Le président de la Fédération Française du Bâtiment dénonce ce qu'il considère être un mensonge : "Augmenter la taxe sur le gasoil, c'est pour récupérer de l'argent pour le budget de l'État. Mais en plus, essayer de faire passer ça pour une mesure liée à la transition énergétique, c'est faux ! On ne peut pas remplacer notre matériel alors on va continuer à l'utiliser, à consommer du gasoil, ça ne changera rien on paiera juste des taxes en plus !"
Les ménages les plus modestes pénalisés
En plus des entreprises, cette taxe pourrait fragiliser encore plus des ménages déjà modestes selon Mathieu Escot, directeur adjoint à l'action politique, en charge des études et du lobby, à l’UFC-Que Choisir. Pour lui : "On a une tendance d'augmentation des carburants, de l'électricité, du fioul. On a vraiment un climat inflationniste sur ces dépenses contraintes, qui ne peuvent pas être évitées. Il y a un nombre significatif de consommateurs qui ne peuvent pas réduire leurs dépenses de carburant. Ce n'est pas en quelques jours que vous changez de voiture ou de travail pour vous rapprocher de votre domicile. Un autre gros volet de dépenses énergétique c'est le chauffage. On sait qu'il faut faire plus en termes de rénovation des bâtiments, mais c'est extrêmement coûteux et ca peut pas se faire en quelques semaines."
Pour Mathieu Escot, il existe une vraie fracture entre citoyens : "On sait qu'il faut préserver l'environnement, arriver à diminuer les émissions de CO₂. Mais ce qui est facile pour certains qui habitent dans des logements récents et bien desservis par les transports en commun est impossible pour d'autres personnes."

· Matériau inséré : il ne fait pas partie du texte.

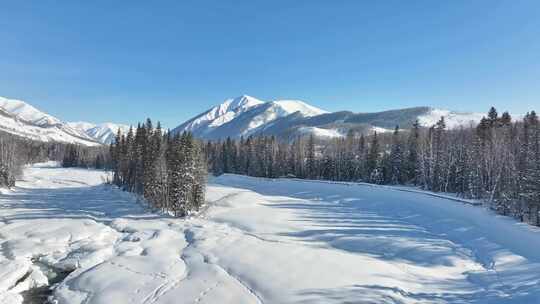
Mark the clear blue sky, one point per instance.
(125, 60)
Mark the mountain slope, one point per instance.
(245, 115)
(104, 133)
(19, 118)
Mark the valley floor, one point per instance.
(260, 241)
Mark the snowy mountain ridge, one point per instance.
(20, 118)
(104, 133)
(246, 115)
(243, 116)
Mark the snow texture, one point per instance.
(19, 118)
(261, 241)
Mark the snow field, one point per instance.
(260, 241)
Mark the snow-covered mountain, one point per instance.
(20, 118)
(246, 115)
(104, 133)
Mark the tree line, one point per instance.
(169, 171)
(497, 161)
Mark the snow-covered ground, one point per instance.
(260, 241)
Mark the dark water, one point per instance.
(40, 295)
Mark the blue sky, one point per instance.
(123, 61)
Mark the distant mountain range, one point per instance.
(235, 117)
(20, 118)
(246, 115)
(104, 133)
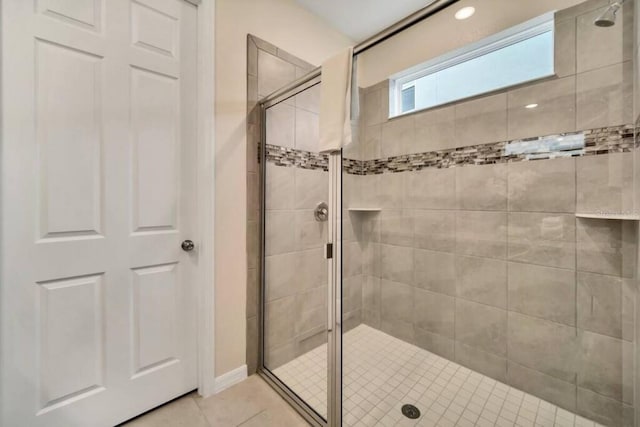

On peut envisager une taxation du carbone plus élevée, mais à condition que cet argent retourne bel et bien à la transition énergétique.
Jacques Chanutsur franceinfo
Pour Matthieu Escot comme Jacques Chanut, il existe des illogismes dans le prélèvement de la taxe sur les carburants. Pour le chargé des études et du lobby à l’UFC-Que Choisir : "Quand vous achetez de l'énergie ou du carburant, vous payez non seulement la TVA, mais aussi la taxe environnementale (la TICPE) et aussi une TVA sur la TICPE. C'est bien cette dernière taxe qu'on voudrait supprimer. Elle pèse très lourd sur les ménages : 4,6 milliards d'euros payés par les consommateurs en 2018. Et cet argent est versé au budget général de l'État. Il n'est pas affecté à la transition énergétique. On peut envisager une taxation du carbone plus élevée, mais à condition que cet argent retourne bel et bien à la transition énergétique."
Une opinion partagée par Jacques Chanut : "On est dans un systeme completement ubuesque. Quand on se donne des ambitions très fortes de réduction des émissions de CO₂, il faut mettre un budget d'accompagnement et d'incitation en face. Si on récupérait ces 4,6 milliards d'euros et qu'on les affectait au climat, ce serait déjà une bonne chose."